At the Senate plenary Centeno and Thompsen were joined by Donna Lynne, the medical center’s senior vice president and chief operating officer, in a broad discussion of CUIMC space issues, ranging from frustrations with a Medical Center policy instituted by Dean Goldman a dozen years ago to require all uptown units to pay for their own space, to questions about how to assure common recreational space for CUIMC students.
In other business, Faculty Affairs Committee member Nicole Wallack (NT, A&S/Hum) explained a FAC resolution to require up-to-date by-laws of all Columbia schools, departments, centers and institutes as a necessary first step toward transparency in academic governance. She noted that some units don’t follow usable by-laws or in some cases don’t even have any—a state of affairs that leads to faculty grievances.
A second FAC resolution, coming in the fall, will outline key topics that by-laws must address. Wallack said the Arts and Sciences faculty is now working on a related campaign to produce by-laws for all of its units by the end of the 2018-19 academic year. She said these are particularly important to her own constituency in clarifying the rights and responsibilities of non-tenure-track faculty. The Senate approved the measure with one abstention.
It also approved a new advanced certificate program for pediatric acute care nurse practitioners, presented by Education Committee members James Applegate (Ten., A&S/Pure Sciences, a co-chair) and Michael Sutton (Stu., SEAS/Grad).
The meeting concluded with two Student Affairs Committee reports from Sen. Jonathan Criswell (GS). The first was about student food insecurity—insufficient food intake, sometimes resulting in actual hunger—which Criswell characterized as a real problem on college campuses, including Columbia’s. In a recent study of 60,000 U.S. university students, 36 percent were found to be affected by food insecurity to a significant degree. He added that a growing student volunteer and fund-raising effort to address the problem in recent years has established a Columbia food pantry (the only one of its kind in the Ivy League), but it is time to institutionalize the enterprise with consistent and sufficient funding, perhaps with supplementary financial aid, regular publicity and administrative oversight. He said there has been progress toward an agreement on a satellite food pantry at CUIMC.

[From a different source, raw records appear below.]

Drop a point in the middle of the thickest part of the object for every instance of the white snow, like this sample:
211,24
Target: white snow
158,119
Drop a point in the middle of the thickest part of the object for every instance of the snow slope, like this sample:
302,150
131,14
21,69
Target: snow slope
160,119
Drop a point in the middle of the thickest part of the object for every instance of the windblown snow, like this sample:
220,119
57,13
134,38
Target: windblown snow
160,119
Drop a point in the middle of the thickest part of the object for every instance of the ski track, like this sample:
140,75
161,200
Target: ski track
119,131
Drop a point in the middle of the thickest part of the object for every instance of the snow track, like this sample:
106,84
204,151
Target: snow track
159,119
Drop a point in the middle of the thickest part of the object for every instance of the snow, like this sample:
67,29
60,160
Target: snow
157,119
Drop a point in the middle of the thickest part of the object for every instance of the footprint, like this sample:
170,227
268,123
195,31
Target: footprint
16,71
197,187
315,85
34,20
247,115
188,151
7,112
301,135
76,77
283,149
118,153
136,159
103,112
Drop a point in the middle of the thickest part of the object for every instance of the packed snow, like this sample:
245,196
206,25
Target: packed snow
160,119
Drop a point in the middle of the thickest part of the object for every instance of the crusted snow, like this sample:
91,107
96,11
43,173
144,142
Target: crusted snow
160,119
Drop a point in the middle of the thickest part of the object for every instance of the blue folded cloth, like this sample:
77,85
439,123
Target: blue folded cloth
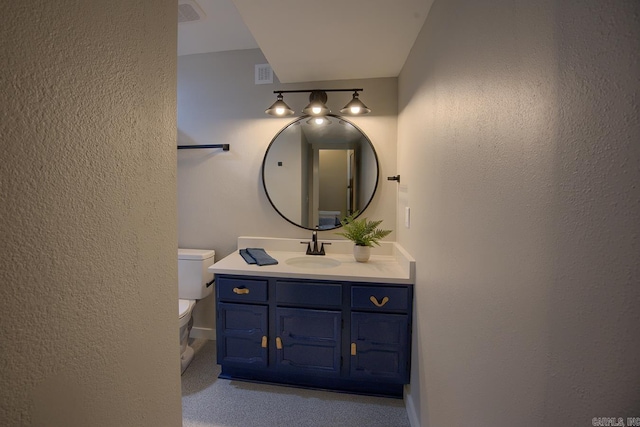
248,258
257,256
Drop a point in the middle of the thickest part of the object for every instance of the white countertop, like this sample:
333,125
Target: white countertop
389,263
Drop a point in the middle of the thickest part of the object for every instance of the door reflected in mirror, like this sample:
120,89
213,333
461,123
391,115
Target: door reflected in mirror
316,174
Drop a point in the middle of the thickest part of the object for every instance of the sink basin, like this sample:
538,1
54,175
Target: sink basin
309,261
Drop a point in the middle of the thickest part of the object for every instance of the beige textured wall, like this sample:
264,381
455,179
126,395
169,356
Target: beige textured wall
519,153
220,194
88,214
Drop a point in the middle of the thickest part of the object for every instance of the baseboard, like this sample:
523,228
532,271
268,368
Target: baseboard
411,410
207,333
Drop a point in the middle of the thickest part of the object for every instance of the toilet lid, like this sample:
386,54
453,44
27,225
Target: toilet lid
184,305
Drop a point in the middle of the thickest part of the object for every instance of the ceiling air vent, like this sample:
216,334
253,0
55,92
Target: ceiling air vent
189,11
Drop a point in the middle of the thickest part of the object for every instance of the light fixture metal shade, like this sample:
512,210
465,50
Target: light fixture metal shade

Criswell also updated the Senate on the work of the SAC Subcommittee for Students with Disabilities, formed three years ago after a quality-of-life survey found that disabled students were the least satisfied group on campus. The subcommittee has helped push for more staff in the Office of Disability Services, and has supported an effort to improve coordination of testing accommodations for disabled students with an online portal, an initiative that added 93 new proctored testing spaces. That partly addresses the growing demand, which now ranges from 100 to 250 spaces per day.
At a recent town hall meeting organized by SAC and other groups, disabled students expressed a conviction—also heard from other minority groups—that their experience is not reflected in Columbia curricula, and called for an advocacy effort to educate the broader community about their status. They also requested access to more American Sign Language classes.
Tom Mathewson is manager of the University Senate. His column is editorially independent of Columbia News.